Haven't been on in a while. My Toy Poodle/Bishon Frise cross, Buddie is now thirteen months old and was getting on great, so smart, cuddly everything. We went away for a two week holiday and she was in the kennels, which she loved, on her return, she whines ALL night long! She used to love her crate, it was like her safe den. Now she wants to be with us all the time. I know all her needs have been met before she goes to bed, she has two long walks a day she is fed and watered and has toys and a kong with her in bed, so why the whining? I live in a semi detached so i cant let her whine all night. Last night i had to go downstairs and sleep on the couch, take her out of her crate so she could sleep next to me (she settled down instantly and went to sleep). I know she is doing this for attention but i dont know how to make it stop. We have now been back from holiday for two weeks and she has whined almost every night. Why the change in behaviour and how can i make it stop and go back to the way it was? Any suggestions would be so appreciated.


----------



## Sled dog hotel (Aug 11, 2010)

buddieandtails said:


> HELP!
> 
> Haven't been on in a while. My Toy Poodle/Bishon Frise cross, Buddie is now thirteen months old and was getting on great, so smart, cuddly everything. We went away for a two week holiday and she was in the kennels, which she loved, on her return, she whines ALL night long! She used to love her crate, it was like her safe den. Now she wants to be with us all the time. I know all her needs have been met before she goes to bed, she has two long walks a day she is fed and watered and has toys and a kong with her in bed, so why the whining? I live in a semi detached so i cant let her whine all night. Last night i had to go downstairs and sleep on the couch, take her out of her crate so she could sleep next to me (she settled down instantly and went to sleep). I know she is doing this for attention but i dont know how to make it stop. We have now been back from holiday for two weeks and she has whined almost every night. Why the change in behaviour and how can i make it stop and go back to the way it was? Any suggestions would be so appreciated.


If she was Kennelled and away from you for two weeks when you were on holiday and the whining happens every time shes not with you since you have been back, then probably the most likely cause is anxiety due to separation.
She may now have a fear or gets anxious when you are leaving her by the sounds of it. She may not have loved being in kennels as much as you thought.

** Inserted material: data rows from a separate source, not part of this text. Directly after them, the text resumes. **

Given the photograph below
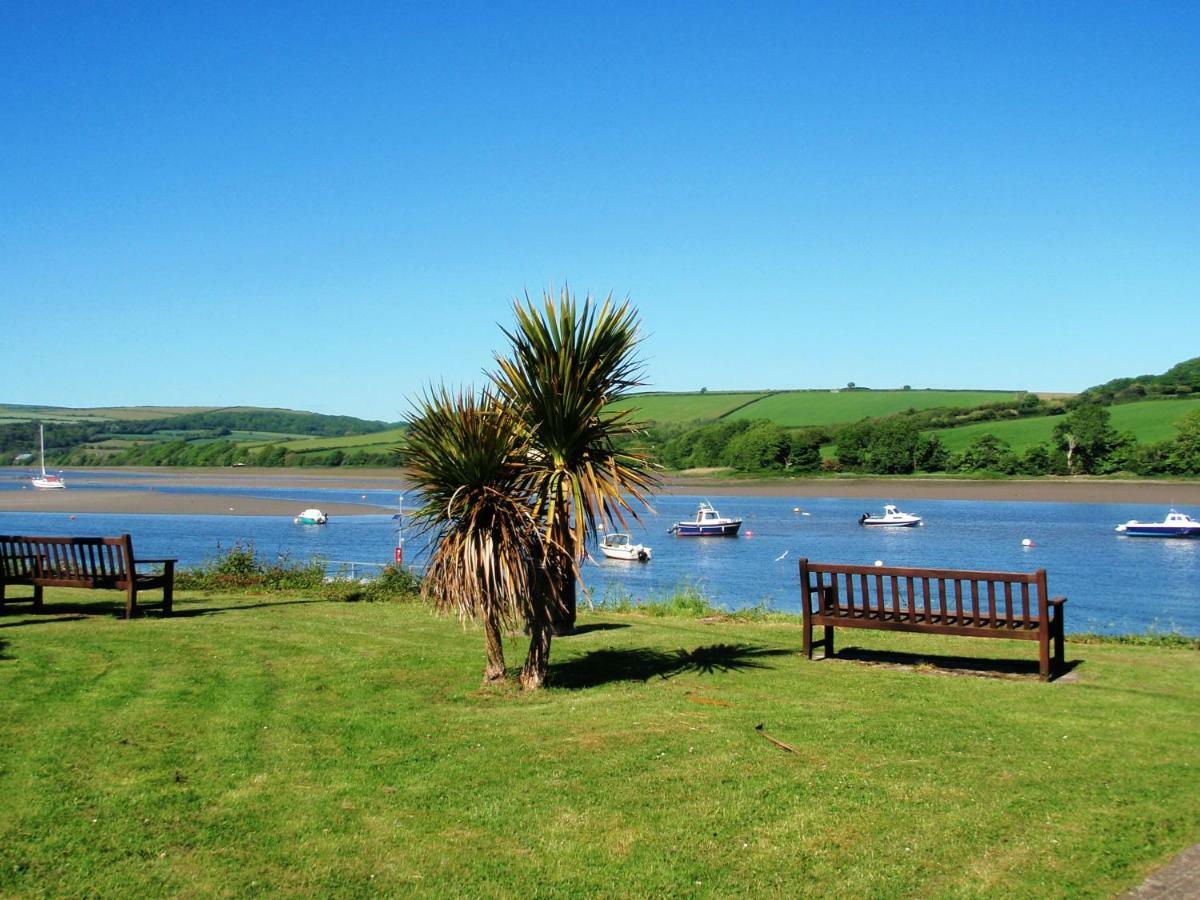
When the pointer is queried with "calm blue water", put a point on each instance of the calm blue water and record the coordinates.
(1114, 583)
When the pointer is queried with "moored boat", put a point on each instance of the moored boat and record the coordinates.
(892, 516)
(46, 481)
(1176, 525)
(707, 523)
(616, 545)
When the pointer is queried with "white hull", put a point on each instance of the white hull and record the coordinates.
(46, 483)
(617, 546)
(892, 517)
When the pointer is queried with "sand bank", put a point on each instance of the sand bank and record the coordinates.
(130, 491)
(154, 502)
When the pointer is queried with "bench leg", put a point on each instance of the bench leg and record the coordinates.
(168, 587)
(1060, 661)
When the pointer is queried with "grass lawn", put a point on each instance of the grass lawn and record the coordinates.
(799, 408)
(275, 745)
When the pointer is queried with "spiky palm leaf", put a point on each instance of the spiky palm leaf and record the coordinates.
(465, 456)
(567, 365)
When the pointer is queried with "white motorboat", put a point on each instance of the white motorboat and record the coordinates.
(1176, 525)
(892, 516)
(707, 523)
(46, 481)
(618, 546)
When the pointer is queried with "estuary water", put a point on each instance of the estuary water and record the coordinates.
(1114, 583)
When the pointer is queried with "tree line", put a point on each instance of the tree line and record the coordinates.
(1083, 442)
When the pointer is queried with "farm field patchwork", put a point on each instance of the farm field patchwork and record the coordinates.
(799, 408)
(1151, 420)
(688, 407)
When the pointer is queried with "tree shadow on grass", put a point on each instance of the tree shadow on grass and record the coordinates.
(597, 667)
(951, 665)
(192, 612)
(598, 627)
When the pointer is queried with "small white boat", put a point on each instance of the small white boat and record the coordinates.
(892, 516)
(618, 546)
(1176, 525)
(707, 523)
(46, 481)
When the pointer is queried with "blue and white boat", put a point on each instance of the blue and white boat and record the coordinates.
(1176, 525)
(707, 523)
(311, 516)
(892, 517)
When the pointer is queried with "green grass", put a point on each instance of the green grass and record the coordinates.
(799, 408)
(677, 408)
(265, 745)
(375, 441)
(16, 413)
(1150, 421)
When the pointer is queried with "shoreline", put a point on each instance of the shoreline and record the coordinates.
(107, 490)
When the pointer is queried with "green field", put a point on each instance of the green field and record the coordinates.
(11, 413)
(375, 442)
(677, 408)
(799, 408)
(1150, 421)
(282, 747)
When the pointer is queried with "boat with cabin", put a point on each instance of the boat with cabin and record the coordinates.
(617, 545)
(46, 481)
(707, 523)
(1176, 525)
(892, 516)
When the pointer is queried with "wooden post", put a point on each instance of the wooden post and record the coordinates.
(807, 607)
(131, 579)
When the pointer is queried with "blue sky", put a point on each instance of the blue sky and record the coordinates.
(330, 205)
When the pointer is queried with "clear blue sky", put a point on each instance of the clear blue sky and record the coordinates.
(329, 205)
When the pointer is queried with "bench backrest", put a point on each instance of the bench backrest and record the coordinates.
(943, 594)
(66, 562)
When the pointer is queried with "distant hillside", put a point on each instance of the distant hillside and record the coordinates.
(1179, 379)
(803, 408)
(185, 436)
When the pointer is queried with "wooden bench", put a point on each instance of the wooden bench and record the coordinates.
(81, 563)
(941, 601)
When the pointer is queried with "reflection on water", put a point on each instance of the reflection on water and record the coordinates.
(1114, 583)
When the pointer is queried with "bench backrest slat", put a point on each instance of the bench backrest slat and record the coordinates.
(906, 594)
(88, 561)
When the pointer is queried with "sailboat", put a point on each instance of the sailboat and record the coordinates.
(46, 483)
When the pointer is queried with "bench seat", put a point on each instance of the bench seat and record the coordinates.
(947, 601)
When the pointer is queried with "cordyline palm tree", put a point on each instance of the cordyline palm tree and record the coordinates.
(568, 364)
(466, 457)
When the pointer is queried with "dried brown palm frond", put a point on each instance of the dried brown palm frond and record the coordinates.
(465, 457)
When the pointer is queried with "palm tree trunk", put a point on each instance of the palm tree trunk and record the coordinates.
(563, 619)
(533, 676)
(496, 670)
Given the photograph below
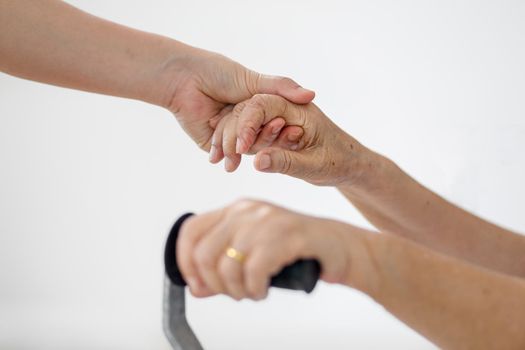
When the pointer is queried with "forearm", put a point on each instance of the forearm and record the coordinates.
(396, 203)
(52, 42)
(455, 304)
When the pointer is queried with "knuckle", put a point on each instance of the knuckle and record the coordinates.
(239, 107)
(203, 258)
(258, 101)
(228, 275)
(243, 204)
(286, 166)
(287, 81)
(254, 270)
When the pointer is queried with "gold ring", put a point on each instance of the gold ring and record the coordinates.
(235, 254)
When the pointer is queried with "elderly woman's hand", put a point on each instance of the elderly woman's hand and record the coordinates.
(268, 237)
(305, 143)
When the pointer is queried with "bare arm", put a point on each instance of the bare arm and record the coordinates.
(455, 304)
(394, 202)
(390, 199)
(55, 43)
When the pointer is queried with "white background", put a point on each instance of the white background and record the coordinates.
(89, 185)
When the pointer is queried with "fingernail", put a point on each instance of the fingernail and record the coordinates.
(265, 162)
(302, 89)
(213, 153)
(277, 129)
(238, 146)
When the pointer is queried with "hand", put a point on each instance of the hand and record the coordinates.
(207, 84)
(310, 146)
(269, 237)
(275, 133)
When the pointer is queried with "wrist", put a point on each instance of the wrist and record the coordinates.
(174, 64)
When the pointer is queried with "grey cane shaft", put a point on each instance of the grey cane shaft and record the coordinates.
(176, 327)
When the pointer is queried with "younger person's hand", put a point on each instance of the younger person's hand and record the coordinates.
(309, 145)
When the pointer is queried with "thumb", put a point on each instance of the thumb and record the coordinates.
(284, 87)
(278, 160)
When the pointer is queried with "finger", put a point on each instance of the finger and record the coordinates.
(277, 160)
(258, 111)
(231, 273)
(208, 252)
(265, 261)
(268, 135)
(216, 151)
(229, 137)
(285, 87)
(192, 230)
(290, 138)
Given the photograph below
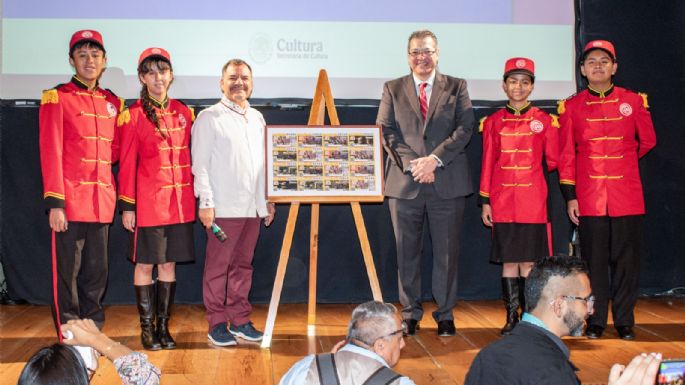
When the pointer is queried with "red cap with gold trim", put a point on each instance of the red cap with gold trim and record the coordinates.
(86, 35)
(519, 65)
(604, 45)
(154, 51)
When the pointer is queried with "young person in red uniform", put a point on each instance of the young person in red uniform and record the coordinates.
(605, 129)
(513, 189)
(78, 144)
(156, 193)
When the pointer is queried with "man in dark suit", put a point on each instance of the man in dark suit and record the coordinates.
(427, 121)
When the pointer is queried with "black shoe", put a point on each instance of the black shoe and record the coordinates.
(625, 332)
(593, 332)
(446, 328)
(165, 298)
(410, 326)
(510, 295)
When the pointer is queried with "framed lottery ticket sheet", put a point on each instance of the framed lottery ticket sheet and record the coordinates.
(334, 164)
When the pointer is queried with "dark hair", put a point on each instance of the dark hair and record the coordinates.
(421, 34)
(611, 56)
(144, 67)
(555, 266)
(86, 44)
(235, 62)
(55, 365)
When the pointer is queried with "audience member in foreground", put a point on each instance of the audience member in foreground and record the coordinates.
(373, 345)
(62, 363)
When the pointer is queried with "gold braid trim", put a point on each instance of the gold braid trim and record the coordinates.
(555, 121)
(644, 99)
(482, 123)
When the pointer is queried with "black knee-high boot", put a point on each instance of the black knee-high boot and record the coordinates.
(165, 298)
(145, 297)
(510, 295)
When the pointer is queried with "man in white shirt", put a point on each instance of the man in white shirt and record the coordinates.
(374, 341)
(228, 164)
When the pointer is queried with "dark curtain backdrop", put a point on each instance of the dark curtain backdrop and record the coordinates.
(650, 43)
(649, 37)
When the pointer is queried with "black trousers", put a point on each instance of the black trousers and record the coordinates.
(445, 218)
(611, 248)
(79, 273)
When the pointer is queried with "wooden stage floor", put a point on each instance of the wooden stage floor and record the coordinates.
(427, 358)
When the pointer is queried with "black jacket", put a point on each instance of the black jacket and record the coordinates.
(530, 355)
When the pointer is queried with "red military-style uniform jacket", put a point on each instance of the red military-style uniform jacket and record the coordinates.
(78, 144)
(155, 177)
(602, 136)
(512, 177)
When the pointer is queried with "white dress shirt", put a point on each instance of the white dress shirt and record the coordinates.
(298, 372)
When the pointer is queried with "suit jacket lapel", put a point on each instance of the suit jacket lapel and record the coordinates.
(436, 94)
(410, 90)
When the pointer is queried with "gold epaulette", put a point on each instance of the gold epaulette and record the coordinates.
(644, 99)
(49, 97)
(482, 123)
(555, 120)
(561, 107)
(124, 117)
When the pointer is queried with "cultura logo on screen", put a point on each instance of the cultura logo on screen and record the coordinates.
(262, 49)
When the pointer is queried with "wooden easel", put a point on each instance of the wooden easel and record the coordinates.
(323, 98)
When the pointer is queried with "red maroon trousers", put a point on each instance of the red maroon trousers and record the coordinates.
(228, 271)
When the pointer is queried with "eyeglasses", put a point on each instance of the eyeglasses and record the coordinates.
(420, 52)
(403, 331)
(589, 300)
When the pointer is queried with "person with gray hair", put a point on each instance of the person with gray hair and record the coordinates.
(372, 347)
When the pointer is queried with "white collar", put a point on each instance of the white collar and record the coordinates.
(234, 107)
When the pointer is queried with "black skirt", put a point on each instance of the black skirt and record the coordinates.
(519, 242)
(161, 244)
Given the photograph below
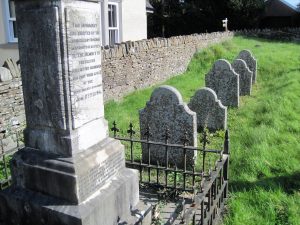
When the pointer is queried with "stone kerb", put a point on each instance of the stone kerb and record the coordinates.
(225, 82)
(211, 113)
(251, 62)
(245, 76)
(166, 110)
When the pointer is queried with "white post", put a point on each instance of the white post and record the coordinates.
(225, 24)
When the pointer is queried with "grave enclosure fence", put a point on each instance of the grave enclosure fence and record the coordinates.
(207, 184)
(205, 181)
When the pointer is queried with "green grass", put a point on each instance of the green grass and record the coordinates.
(265, 130)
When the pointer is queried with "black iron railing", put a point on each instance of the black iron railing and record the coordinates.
(209, 183)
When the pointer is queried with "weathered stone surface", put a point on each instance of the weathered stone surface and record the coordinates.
(166, 110)
(111, 204)
(210, 111)
(12, 66)
(5, 74)
(251, 62)
(225, 82)
(70, 171)
(56, 123)
(245, 76)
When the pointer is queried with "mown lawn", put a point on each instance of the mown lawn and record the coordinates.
(265, 130)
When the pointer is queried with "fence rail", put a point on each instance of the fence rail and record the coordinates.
(209, 184)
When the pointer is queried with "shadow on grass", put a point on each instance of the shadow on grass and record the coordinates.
(289, 184)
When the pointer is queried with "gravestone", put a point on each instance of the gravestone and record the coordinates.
(166, 110)
(210, 112)
(251, 62)
(225, 82)
(245, 76)
(70, 171)
(5, 74)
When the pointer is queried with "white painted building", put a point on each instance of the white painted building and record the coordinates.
(122, 20)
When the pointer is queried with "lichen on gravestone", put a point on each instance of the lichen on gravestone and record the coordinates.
(210, 112)
(251, 62)
(245, 76)
(166, 111)
(225, 82)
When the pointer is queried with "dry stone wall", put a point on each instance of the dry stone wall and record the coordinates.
(126, 67)
(135, 65)
(12, 114)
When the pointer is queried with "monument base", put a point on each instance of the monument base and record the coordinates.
(91, 188)
(109, 205)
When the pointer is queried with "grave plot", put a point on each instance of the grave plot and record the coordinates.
(225, 82)
(210, 112)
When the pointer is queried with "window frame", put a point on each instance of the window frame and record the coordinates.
(9, 23)
(117, 28)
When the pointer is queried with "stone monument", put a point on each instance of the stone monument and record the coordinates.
(70, 172)
(245, 76)
(225, 82)
(247, 56)
(211, 113)
(166, 110)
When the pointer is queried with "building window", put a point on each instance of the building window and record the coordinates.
(11, 20)
(113, 23)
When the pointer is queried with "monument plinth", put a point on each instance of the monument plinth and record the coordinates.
(70, 171)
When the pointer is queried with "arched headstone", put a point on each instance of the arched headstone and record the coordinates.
(247, 56)
(225, 82)
(210, 111)
(166, 110)
(245, 76)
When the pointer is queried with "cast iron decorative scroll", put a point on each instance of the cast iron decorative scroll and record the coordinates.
(208, 183)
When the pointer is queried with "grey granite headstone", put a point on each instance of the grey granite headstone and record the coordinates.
(251, 62)
(211, 113)
(70, 171)
(5, 74)
(245, 76)
(225, 82)
(166, 110)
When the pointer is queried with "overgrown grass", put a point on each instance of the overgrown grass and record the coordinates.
(265, 140)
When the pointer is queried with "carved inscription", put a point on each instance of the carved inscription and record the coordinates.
(84, 58)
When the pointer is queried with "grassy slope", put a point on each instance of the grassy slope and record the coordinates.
(265, 140)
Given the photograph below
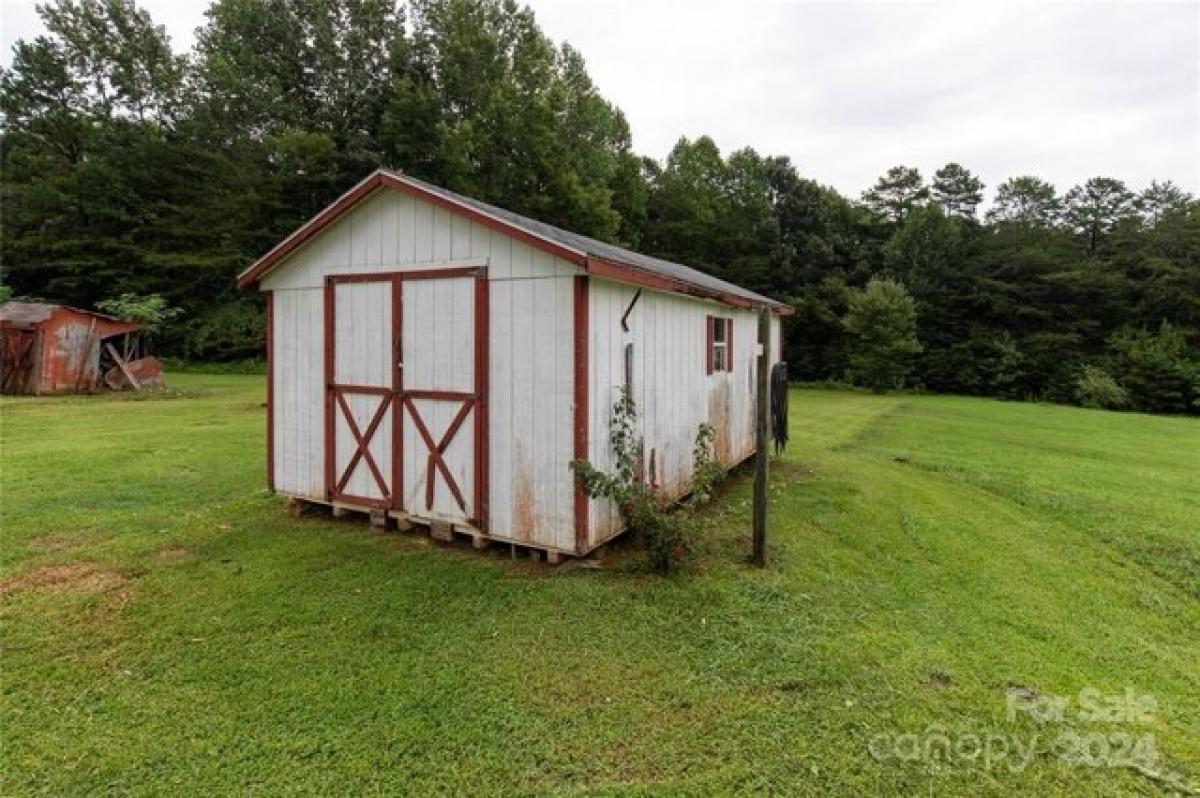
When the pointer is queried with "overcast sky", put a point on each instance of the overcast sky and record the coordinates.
(1065, 91)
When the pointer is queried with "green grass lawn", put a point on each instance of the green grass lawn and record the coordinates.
(167, 625)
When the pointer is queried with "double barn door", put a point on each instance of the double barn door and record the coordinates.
(406, 373)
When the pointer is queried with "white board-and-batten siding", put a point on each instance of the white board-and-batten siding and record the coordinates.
(671, 385)
(531, 360)
(531, 354)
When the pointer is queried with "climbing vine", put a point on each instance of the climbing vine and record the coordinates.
(665, 537)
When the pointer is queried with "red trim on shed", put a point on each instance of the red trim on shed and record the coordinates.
(729, 343)
(582, 371)
(364, 190)
(598, 267)
(270, 390)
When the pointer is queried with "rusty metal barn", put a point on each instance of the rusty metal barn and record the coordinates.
(59, 349)
(442, 361)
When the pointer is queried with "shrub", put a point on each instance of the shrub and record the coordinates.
(1159, 370)
(663, 534)
(1096, 388)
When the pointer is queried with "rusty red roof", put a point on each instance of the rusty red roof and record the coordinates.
(593, 256)
(33, 313)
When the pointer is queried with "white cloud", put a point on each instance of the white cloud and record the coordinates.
(846, 89)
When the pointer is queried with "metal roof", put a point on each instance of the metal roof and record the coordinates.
(33, 313)
(606, 259)
(597, 249)
(27, 312)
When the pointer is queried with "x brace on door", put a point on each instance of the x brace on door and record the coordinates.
(363, 443)
(436, 460)
(394, 394)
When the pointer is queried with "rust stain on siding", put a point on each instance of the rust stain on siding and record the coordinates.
(523, 509)
(719, 417)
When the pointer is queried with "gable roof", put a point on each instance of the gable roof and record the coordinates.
(595, 257)
(22, 315)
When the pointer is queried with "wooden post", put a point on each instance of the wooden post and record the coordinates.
(760, 457)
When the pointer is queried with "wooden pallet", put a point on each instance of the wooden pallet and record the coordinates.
(439, 531)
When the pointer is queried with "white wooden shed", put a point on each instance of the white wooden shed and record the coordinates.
(443, 360)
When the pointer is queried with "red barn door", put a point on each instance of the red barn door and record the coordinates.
(406, 407)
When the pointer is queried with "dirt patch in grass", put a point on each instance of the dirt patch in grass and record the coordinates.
(174, 556)
(75, 577)
(55, 541)
(939, 679)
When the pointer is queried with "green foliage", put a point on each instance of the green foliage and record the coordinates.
(664, 535)
(706, 469)
(882, 318)
(897, 193)
(231, 331)
(1159, 370)
(958, 191)
(130, 168)
(1025, 201)
(1096, 208)
(150, 310)
(144, 563)
(1096, 388)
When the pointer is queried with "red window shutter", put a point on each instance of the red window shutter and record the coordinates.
(729, 345)
(711, 322)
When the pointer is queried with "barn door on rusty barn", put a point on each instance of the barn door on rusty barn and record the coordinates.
(361, 382)
(442, 400)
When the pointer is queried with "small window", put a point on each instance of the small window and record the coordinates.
(720, 343)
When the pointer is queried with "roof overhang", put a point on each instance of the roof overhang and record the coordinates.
(382, 179)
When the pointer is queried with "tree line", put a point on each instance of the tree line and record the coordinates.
(130, 168)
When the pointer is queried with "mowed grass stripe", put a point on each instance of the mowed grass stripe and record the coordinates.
(929, 553)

Its likely going to take time and some training until she feels settled again and confident that when you leave you will always be back.

There are several things you can try, it might be worth trying an adaptil plug in diffuser, these emit an artificial version of the pheromone mum emits to calm and soothe pups. Its often works on dogs of all ages, there is a link below explaining all about it. Cheapest place to get them is at on line vet pharmacies, although you can get them in pets and home and vets, but sometimes they are double the price.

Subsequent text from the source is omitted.